As enticing as the imagination can be, I don't think I am brave enough to let go of the external storage that guides me. I like to be safe. I like to know where I will lay my head at night. I think most of the world agrees with me. More and more people are traveling these days. These are people who would not have traveled 20 years ago, back when things were a left just a little more to chance. They would have stayed safe in their own countries. Instead they hop on the internet and get the closest experience to home that they can, in 10 different countries. And being in the hostel gives me very little hope. I see a room of 30 people, every one of them on a smart phone or laptop. They are researcing their next destination or blogging about their last one.
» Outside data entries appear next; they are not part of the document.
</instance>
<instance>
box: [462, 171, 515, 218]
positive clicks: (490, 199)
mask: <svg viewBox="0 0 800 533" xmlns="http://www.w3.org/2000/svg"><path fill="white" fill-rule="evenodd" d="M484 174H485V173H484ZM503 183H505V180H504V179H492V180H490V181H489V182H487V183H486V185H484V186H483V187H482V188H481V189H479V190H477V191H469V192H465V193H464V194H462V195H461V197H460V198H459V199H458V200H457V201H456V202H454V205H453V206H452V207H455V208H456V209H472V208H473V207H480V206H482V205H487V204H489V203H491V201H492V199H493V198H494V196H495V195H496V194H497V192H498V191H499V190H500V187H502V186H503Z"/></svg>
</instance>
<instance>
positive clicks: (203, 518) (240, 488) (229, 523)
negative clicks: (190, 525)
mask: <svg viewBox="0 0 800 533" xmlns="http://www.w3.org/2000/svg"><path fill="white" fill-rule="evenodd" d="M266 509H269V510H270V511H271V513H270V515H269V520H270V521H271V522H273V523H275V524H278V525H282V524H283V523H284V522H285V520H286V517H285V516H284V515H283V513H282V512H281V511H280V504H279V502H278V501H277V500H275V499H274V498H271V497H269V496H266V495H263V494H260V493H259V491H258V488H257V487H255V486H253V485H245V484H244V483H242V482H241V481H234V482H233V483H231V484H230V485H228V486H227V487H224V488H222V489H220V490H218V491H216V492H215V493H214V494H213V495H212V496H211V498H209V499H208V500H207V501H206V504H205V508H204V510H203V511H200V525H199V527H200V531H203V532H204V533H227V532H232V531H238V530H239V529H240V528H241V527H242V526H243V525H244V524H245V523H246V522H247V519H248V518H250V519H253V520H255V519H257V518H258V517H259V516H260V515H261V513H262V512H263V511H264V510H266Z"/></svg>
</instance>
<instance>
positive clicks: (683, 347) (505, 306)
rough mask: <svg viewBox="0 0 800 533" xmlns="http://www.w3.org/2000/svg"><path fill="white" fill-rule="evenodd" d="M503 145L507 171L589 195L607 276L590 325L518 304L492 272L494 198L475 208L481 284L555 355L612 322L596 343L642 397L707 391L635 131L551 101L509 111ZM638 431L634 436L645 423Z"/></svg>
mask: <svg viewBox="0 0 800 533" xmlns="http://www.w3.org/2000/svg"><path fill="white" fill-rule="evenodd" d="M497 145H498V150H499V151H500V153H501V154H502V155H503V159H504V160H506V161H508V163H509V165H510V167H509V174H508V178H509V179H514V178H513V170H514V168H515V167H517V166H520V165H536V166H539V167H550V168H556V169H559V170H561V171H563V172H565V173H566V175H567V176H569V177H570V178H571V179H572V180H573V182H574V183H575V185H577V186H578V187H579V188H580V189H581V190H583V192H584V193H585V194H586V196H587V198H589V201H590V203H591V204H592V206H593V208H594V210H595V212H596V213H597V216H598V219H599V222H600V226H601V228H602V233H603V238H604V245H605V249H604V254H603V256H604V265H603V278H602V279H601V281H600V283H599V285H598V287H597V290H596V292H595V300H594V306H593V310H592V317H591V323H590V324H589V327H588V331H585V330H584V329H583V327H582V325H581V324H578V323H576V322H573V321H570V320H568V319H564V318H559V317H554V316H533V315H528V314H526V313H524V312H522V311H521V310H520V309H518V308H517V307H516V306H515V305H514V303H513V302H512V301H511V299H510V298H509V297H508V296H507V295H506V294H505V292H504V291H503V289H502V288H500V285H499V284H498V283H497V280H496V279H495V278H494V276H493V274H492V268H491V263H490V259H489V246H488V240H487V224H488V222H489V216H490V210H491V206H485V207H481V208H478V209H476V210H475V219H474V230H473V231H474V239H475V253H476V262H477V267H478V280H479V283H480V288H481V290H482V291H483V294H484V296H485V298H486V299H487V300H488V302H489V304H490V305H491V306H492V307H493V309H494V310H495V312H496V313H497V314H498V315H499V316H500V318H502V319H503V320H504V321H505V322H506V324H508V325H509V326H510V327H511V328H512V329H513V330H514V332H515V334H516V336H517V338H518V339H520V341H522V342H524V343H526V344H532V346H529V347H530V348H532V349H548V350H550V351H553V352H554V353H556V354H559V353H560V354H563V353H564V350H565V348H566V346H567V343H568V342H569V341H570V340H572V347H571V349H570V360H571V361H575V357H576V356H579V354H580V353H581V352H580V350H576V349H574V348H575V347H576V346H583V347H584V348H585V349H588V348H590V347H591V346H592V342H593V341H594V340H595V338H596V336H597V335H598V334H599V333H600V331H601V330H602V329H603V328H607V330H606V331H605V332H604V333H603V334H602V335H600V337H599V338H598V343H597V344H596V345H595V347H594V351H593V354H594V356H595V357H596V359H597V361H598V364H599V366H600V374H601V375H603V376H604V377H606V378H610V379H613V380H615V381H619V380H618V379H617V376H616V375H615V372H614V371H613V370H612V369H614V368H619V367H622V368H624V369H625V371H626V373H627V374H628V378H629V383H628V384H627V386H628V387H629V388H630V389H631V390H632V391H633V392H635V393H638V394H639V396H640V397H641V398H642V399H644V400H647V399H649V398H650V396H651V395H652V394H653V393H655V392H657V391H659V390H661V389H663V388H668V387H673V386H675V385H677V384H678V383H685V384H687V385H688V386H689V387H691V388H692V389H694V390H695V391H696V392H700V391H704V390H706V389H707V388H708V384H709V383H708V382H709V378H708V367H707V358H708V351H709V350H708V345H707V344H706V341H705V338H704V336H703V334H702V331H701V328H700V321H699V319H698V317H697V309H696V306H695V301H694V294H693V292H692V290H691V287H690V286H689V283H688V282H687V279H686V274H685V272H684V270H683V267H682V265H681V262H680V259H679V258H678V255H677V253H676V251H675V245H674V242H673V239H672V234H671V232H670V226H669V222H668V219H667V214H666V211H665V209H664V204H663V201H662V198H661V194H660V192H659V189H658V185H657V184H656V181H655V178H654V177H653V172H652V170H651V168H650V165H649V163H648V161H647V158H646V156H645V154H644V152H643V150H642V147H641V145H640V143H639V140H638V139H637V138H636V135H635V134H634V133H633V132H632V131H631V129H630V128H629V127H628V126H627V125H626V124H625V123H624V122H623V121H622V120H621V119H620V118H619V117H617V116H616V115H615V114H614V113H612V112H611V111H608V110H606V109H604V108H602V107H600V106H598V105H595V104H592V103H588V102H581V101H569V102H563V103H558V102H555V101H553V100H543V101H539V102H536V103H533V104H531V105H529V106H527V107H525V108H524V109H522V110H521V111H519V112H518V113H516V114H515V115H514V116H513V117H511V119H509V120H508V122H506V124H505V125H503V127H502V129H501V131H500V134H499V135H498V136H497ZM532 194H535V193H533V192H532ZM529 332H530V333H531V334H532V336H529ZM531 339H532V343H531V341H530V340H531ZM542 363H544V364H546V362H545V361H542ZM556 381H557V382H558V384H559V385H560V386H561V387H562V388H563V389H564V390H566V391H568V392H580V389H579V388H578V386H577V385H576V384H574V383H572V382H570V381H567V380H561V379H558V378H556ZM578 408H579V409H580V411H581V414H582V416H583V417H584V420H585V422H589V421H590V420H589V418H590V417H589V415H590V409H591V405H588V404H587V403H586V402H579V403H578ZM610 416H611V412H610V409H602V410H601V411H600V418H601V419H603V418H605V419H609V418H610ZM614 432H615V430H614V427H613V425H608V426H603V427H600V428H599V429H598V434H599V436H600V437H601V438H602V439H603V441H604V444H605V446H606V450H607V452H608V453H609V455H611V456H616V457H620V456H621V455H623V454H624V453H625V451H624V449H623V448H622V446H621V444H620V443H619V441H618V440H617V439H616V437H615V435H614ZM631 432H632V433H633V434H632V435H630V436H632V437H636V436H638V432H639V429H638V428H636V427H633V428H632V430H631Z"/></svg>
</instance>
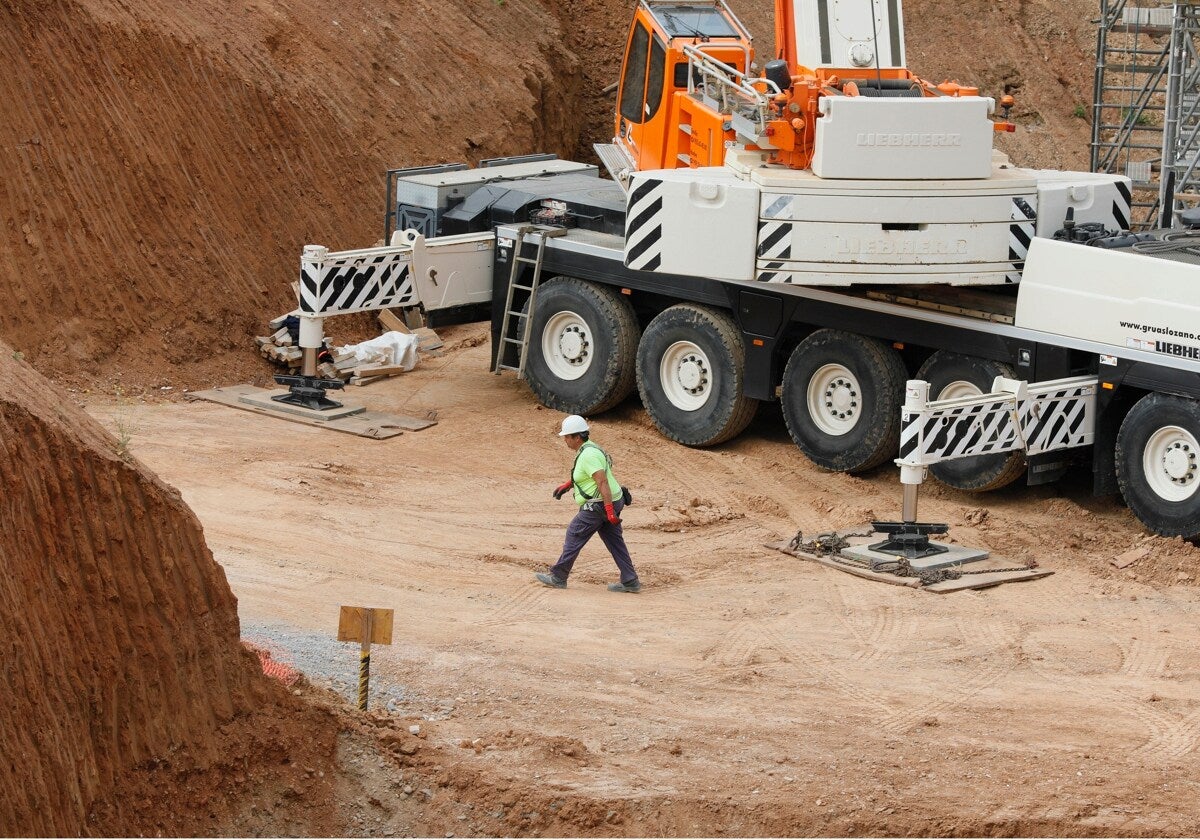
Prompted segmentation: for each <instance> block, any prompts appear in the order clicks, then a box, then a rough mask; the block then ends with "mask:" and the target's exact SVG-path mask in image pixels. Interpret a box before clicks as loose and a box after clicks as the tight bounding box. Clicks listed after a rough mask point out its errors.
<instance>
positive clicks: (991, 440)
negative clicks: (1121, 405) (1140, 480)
mask: <svg viewBox="0 0 1200 840" xmlns="http://www.w3.org/2000/svg"><path fill="white" fill-rule="evenodd" d="M948 402H953V403H959V404H944V403H938V402H929V403H926V404H925V408H924V409H923V410H918V412H913V410H901V419H900V461H901V462H904V463H906V464H910V466H929V464H934V463H938V462H941V461H950V460H954V458H964V457H970V456H974V455H990V454H994V452H1007V451H1012V450H1016V449H1024V450H1025V454H1026V455H1038V454H1040V452H1050V451H1054V450H1060V449H1072V448H1075V446H1086V445H1088V444H1091V443H1092V440H1093V438H1094V430H1096V416H1094V407H1096V379H1093V378H1090V377H1079V378H1073V379H1060V380H1056V382H1046V383H1038V384H1033V385H1028V386H1027V389H1026V390H1025V394H1024V397H1019V396H1018V395H1016V394H984V395H982V396H979V397H976V398H974V400H972V401H970V402H967V403H966V404H962V403H964V401H962V400H954V401H948Z"/></svg>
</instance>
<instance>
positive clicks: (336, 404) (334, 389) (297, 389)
mask: <svg viewBox="0 0 1200 840" xmlns="http://www.w3.org/2000/svg"><path fill="white" fill-rule="evenodd" d="M275 382H277V383H278V384H281V385H288V392H287V394H277V395H275V396H274V397H271V400H274V401H275V402H284V403H287V404H289V406H299V407H300V408H307V409H311V410H313V412H325V410H329V409H331V408H341V407H342V403H340V402H337V401H335V400H330V398H329V397H326V396H325V391H326V390H329V389H334V390H340V389H342V388H346V383H344V382H342V380H341V379H322V378H320V377H304V376H287V374H282V373H278V374H276V376H275Z"/></svg>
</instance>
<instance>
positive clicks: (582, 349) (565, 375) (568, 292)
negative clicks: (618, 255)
mask: <svg viewBox="0 0 1200 840" xmlns="http://www.w3.org/2000/svg"><path fill="white" fill-rule="evenodd" d="M524 311H526V312H528V305H527V306H526V310H524ZM530 320H532V324H530ZM522 323H523V324H528V325H529V350H528V355H527V356H526V370H524V374H526V382H528V383H529V388H530V389H532V390H533V392H534V396H536V397H538V401H539V402H540V403H541V404H542V406H546V407H547V408H553V409H556V410H559V412H565V413H566V414H582V415H584V416H587V415H593V414H599V413H601V412H605V410H607V409H610V408H612V407H613V406H616V404H617V403H619V402H620V401H622V400H624V398H625V397H628V396H629V395H630V394H631V392H632V390H634V377H635V370H634V367H635V364H636V355H637V338H638V326H637V316H636V314H634V307H632V306H631V305H630V302H629V300H626V299H625V298H623V296H622V295H620V293H619V292H618V290H617V289H613V288H610V287H607V286H600V284H598V283H589V282H587V281H583V280H577V278H575V277H553V278H551V280H547V281H545V282H542V283H541V284H540V286H539V288H538V299H536V305H535V312H534V313H533V318H532V319H529V318H523V319H522ZM522 332H523V330H522Z"/></svg>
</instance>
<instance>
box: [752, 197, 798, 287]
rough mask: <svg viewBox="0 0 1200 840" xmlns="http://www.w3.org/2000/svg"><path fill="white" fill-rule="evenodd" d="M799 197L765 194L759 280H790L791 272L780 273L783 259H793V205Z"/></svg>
mask: <svg viewBox="0 0 1200 840" xmlns="http://www.w3.org/2000/svg"><path fill="white" fill-rule="evenodd" d="M794 202H796V196H775V197H770V196H763V208H762V212H761V215H760V218H758V250H757V256H758V260H757V262H758V276H757V280H758V282H760V283H779V282H785V283H788V282H791V274H790V272H781V271H780V269H782V268H784V262H782V260H788V259H791V258H792V205H793V204H794Z"/></svg>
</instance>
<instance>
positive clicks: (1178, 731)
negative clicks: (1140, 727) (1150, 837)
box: [1024, 638, 1200, 757]
mask: <svg viewBox="0 0 1200 840" xmlns="http://www.w3.org/2000/svg"><path fill="white" fill-rule="evenodd" d="M1024 644H1025V647H1026V649H1027V650H1028V652H1030V653H1034V654H1037V655H1036V656H1032V658H1031V659H1030V662H1028V664H1030V666H1031V668H1032V670H1033V671H1036V672H1037V673H1038V676H1040V677H1042V678H1043V679H1045V680H1046V682H1049V683H1051V684H1054V685H1056V686H1058V688H1060V689H1062V690H1064V691H1067V692H1069V694H1074V695H1076V696H1081V697H1084V698H1086V700H1087V701H1090V702H1092V703H1102V704H1104V706H1105V707H1108V708H1110V709H1114V710H1118V712H1121V713H1124V714H1127V715H1128V716H1130V718H1133V719H1134V720H1135V721H1136V722H1138V724H1140V725H1141V726H1142V727H1144V730H1145V731H1146V734H1145V740H1142V743H1141V744H1140V745H1138V746H1136V748H1134V749H1133V750H1129V751H1128V754H1127V755H1129V756H1142V757H1153V756H1154V755H1156V754H1157V752H1158V751H1166V752H1168V754H1174V752H1178V754H1180V755H1183V754H1186V752H1188V751H1190V750H1193V749H1195V745H1196V742H1195V738H1189V733H1188V726H1187V724H1186V721H1177V720H1174V719H1172V716H1171V715H1168V714H1163V713H1160V712H1158V710H1156V709H1153V708H1148V707H1147V706H1146V698H1145V697H1141V696H1136V695H1135V692H1133V691H1132V690H1129V689H1127V688H1121V686H1110V685H1106V684H1104V683H1103V682H1100V680H1097V679H1096V678H1094V674H1091V673H1085V672H1084V671H1081V670H1080V668H1076V667H1075V666H1074V665H1073V664H1072V662H1070V661H1069V660H1068V659H1066V658H1064V656H1061V655H1058V654H1057V653H1056V652H1055V650H1054V649H1052V648H1050V647H1048V646H1045V644H1043V643H1040V642H1039V641H1037V640H1033V638H1027V640H1026V641H1025V643H1024ZM1122 667H1123V666H1122ZM1198 734H1200V733H1198Z"/></svg>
I wonder what hostel lobbies used to be like, with one computer and no wifi. People sat around and gave each other tips about where they had been, writing it down in notebooks.They talked. They processed their experience and all they had was each other. Stories waited in film canisters to be told at home. I imagine a greater camaraderie among travelers, borne out of necessity, and I am thirsty for that experiece. Of course, my laptop and smartphone are here... I am part of the problem. I need to put them away and rediscover what an intimate conversation is. Luckily I have time, and I have a great place to start learning how to be lost and clueless.